Prime Minister Benjamin Netanyahu said Wednesday that as part of its new policy in the "war on stone-throwing," Israel would expand its efforts to encompass not just Jerusalem and its environs, but regions of northern and southern Israel as well.

Speaking to reporters on Route 443 on the outskirts of Jerusalem, the prime minister said that Israeli authorities would adopt a number of steps, including altering open-fire orders, increasing the minimum penalties for stone-throwers and the fines imposed on suspected minors and their families.

 Netanyahu held an emergency meeting Tuesday evening on the escalation of stone-throwing in Jerusalem, a day after 64-year-old Alexander Levlovitch lost control of his vehicle near the Palestinian neighborhood of Sur Baher in East Jerusalem when his car was hit by stones. The car then hit a power pole and landed in a ditch. Two passengers were lightly wounded in the crash.

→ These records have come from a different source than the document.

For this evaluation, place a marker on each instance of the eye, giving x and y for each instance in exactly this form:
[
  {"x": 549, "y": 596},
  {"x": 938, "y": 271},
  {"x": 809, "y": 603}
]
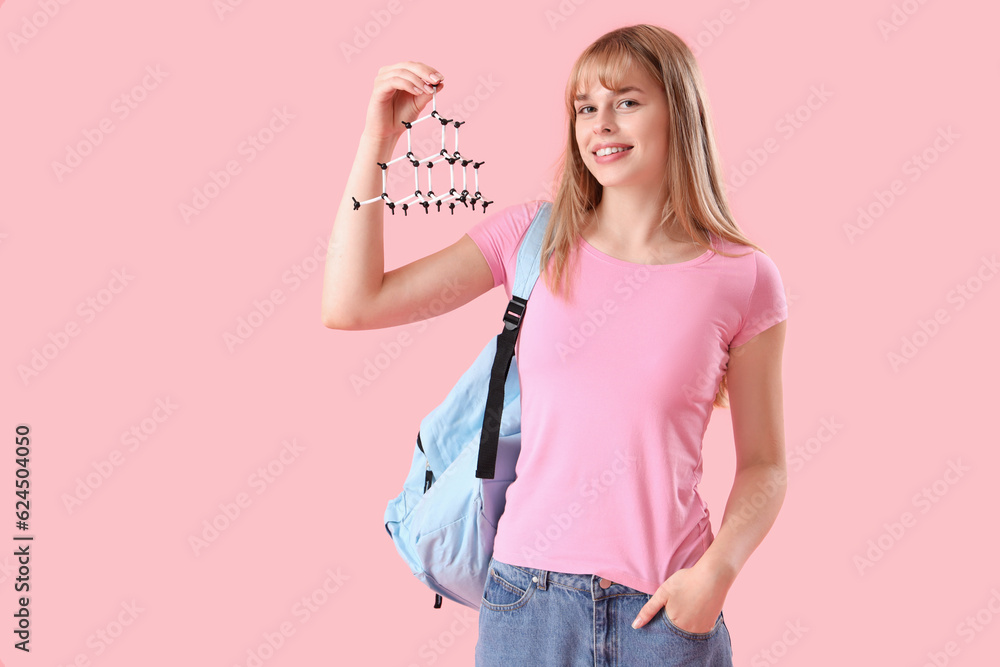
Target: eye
[{"x": 581, "y": 109}]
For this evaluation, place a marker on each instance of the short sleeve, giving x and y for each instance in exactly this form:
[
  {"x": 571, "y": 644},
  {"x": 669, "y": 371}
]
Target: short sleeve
[
  {"x": 498, "y": 236},
  {"x": 767, "y": 305}
]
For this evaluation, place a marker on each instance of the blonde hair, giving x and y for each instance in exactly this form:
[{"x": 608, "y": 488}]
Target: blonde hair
[{"x": 696, "y": 200}]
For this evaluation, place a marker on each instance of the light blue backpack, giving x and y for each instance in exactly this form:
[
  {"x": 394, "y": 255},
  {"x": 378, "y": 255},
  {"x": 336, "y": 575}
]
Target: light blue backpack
[{"x": 445, "y": 520}]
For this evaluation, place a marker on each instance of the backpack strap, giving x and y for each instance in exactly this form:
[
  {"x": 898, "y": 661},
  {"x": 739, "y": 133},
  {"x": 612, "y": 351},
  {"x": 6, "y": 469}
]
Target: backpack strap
[{"x": 526, "y": 274}]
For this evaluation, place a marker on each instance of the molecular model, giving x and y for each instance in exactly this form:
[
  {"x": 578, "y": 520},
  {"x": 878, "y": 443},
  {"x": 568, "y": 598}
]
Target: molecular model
[{"x": 451, "y": 158}]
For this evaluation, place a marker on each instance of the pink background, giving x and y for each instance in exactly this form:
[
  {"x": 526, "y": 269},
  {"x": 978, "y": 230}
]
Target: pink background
[{"x": 852, "y": 304}]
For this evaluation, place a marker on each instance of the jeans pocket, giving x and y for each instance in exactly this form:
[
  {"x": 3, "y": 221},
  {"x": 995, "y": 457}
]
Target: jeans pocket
[
  {"x": 696, "y": 636},
  {"x": 507, "y": 587}
]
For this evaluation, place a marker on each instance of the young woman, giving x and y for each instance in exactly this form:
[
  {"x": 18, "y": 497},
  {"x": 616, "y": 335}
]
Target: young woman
[{"x": 651, "y": 308}]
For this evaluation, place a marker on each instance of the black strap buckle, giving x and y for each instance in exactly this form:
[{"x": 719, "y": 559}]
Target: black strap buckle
[{"x": 515, "y": 311}]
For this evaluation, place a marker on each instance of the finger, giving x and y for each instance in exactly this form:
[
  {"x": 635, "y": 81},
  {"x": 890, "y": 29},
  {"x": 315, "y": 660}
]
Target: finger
[{"x": 409, "y": 80}]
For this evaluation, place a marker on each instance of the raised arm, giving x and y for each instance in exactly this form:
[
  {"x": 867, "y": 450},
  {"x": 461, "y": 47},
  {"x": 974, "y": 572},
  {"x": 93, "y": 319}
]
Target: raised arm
[{"x": 357, "y": 291}]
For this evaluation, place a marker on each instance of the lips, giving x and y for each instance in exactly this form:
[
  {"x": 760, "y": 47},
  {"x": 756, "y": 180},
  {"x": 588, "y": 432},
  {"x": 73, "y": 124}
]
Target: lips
[{"x": 627, "y": 148}]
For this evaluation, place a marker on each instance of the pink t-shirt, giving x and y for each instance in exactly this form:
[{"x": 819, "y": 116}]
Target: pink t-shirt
[{"x": 616, "y": 395}]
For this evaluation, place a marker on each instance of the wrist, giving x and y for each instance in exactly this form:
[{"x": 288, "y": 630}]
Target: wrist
[{"x": 720, "y": 570}]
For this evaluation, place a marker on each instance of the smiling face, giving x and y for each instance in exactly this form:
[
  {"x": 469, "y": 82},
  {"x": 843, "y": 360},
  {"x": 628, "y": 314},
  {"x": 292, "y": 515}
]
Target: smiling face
[{"x": 636, "y": 115}]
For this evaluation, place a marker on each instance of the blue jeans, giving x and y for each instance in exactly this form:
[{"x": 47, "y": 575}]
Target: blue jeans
[{"x": 538, "y": 618}]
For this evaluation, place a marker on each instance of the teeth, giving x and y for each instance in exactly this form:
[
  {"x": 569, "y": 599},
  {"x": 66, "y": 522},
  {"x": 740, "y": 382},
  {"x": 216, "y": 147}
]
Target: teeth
[{"x": 609, "y": 151}]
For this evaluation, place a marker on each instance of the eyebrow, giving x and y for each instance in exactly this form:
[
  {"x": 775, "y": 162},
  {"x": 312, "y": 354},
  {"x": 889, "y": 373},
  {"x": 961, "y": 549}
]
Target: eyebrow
[{"x": 627, "y": 89}]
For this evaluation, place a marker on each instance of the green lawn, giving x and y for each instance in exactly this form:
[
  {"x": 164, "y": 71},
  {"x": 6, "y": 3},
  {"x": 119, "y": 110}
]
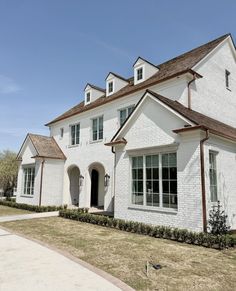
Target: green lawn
[
  {"x": 5, "y": 211},
  {"x": 124, "y": 255}
]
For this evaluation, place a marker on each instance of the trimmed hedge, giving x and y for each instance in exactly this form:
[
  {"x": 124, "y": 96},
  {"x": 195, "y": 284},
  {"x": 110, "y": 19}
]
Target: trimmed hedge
[
  {"x": 34, "y": 208},
  {"x": 180, "y": 235}
]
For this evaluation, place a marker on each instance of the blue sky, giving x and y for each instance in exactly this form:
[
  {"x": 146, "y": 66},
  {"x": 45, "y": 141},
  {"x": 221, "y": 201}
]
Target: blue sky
[{"x": 49, "y": 49}]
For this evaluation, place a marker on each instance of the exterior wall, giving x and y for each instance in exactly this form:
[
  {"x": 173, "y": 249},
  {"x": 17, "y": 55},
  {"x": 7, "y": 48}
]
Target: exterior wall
[
  {"x": 27, "y": 160},
  {"x": 226, "y": 170},
  {"x": 210, "y": 93},
  {"x": 52, "y": 187},
  {"x": 189, "y": 213}
]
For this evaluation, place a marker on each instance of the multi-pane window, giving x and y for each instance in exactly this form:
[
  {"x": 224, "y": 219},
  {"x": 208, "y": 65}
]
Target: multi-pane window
[
  {"x": 61, "y": 132},
  {"x": 75, "y": 134},
  {"x": 29, "y": 174},
  {"x": 137, "y": 180},
  {"x": 139, "y": 74},
  {"x": 110, "y": 87},
  {"x": 169, "y": 180},
  {"x": 213, "y": 176},
  {"x": 88, "y": 97},
  {"x": 97, "y": 128},
  {"x": 154, "y": 180},
  {"x": 124, "y": 113},
  {"x": 227, "y": 79}
]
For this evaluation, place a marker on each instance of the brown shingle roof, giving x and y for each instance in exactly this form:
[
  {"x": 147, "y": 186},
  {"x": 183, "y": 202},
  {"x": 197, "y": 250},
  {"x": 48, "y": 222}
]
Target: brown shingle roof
[
  {"x": 172, "y": 68},
  {"x": 46, "y": 147},
  {"x": 214, "y": 126}
]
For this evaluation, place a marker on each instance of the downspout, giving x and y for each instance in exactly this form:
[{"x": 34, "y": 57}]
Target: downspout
[
  {"x": 41, "y": 182},
  {"x": 203, "y": 182},
  {"x": 189, "y": 91}
]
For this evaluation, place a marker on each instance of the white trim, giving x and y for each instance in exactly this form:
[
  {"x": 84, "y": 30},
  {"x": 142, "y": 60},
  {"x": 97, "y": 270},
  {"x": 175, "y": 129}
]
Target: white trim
[{"x": 195, "y": 67}]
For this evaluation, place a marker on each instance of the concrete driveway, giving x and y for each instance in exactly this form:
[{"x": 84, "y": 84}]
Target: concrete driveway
[{"x": 27, "y": 265}]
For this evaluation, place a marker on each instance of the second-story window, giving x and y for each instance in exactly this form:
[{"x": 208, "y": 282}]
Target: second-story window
[
  {"x": 227, "y": 79},
  {"x": 74, "y": 134},
  {"x": 88, "y": 97},
  {"x": 139, "y": 74},
  {"x": 110, "y": 87},
  {"x": 97, "y": 128},
  {"x": 124, "y": 113}
]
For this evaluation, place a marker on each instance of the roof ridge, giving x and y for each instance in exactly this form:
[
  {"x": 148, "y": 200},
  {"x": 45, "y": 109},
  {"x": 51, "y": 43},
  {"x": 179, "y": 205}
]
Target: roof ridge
[{"x": 196, "y": 48}]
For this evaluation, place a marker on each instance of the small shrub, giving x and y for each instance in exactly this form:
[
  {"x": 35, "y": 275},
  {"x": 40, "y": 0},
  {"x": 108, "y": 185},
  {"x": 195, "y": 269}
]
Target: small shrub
[{"x": 218, "y": 220}]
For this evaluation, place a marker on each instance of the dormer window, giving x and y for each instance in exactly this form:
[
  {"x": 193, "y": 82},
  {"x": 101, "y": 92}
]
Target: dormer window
[
  {"x": 110, "y": 87},
  {"x": 88, "y": 97},
  {"x": 143, "y": 70},
  {"x": 227, "y": 79},
  {"x": 139, "y": 74}
]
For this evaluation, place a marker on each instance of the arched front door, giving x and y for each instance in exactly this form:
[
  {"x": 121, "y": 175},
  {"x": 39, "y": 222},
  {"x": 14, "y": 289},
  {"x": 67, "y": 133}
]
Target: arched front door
[{"x": 94, "y": 187}]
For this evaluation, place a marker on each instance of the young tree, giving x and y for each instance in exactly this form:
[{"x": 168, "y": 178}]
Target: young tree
[{"x": 8, "y": 171}]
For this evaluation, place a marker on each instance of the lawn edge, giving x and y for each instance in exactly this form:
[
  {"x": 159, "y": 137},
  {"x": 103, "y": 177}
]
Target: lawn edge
[{"x": 110, "y": 278}]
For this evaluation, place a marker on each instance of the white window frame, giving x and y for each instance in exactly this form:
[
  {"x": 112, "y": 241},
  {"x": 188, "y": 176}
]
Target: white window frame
[
  {"x": 125, "y": 108},
  {"x": 70, "y": 142},
  {"x": 145, "y": 206},
  {"x": 136, "y": 74},
  {"x": 98, "y": 139},
  {"x": 61, "y": 132},
  {"x": 32, "y": 182},
  {"x": 113, "y": 87},
  {"x": 215, "y": 154},
  {"x": 88, "y": 93}
]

Last week, State Prosecutor Shai Nitzan released new instructions for law enforcement against stone throwers. Prosecutors must now ask for detention until the end of legal proceedings for nearly all suspects charged with throwing stones

Nitzan's instructions were in effect a nationwide implementation of the policy adopted over the past year by the Jerusalem District Attorney’s Office, under which every time suspected stone throwers are indicted, the prosecutors ask for the suspect to be held until the end of the case. Stone-throwing charges can be filed against suspects as young as 12.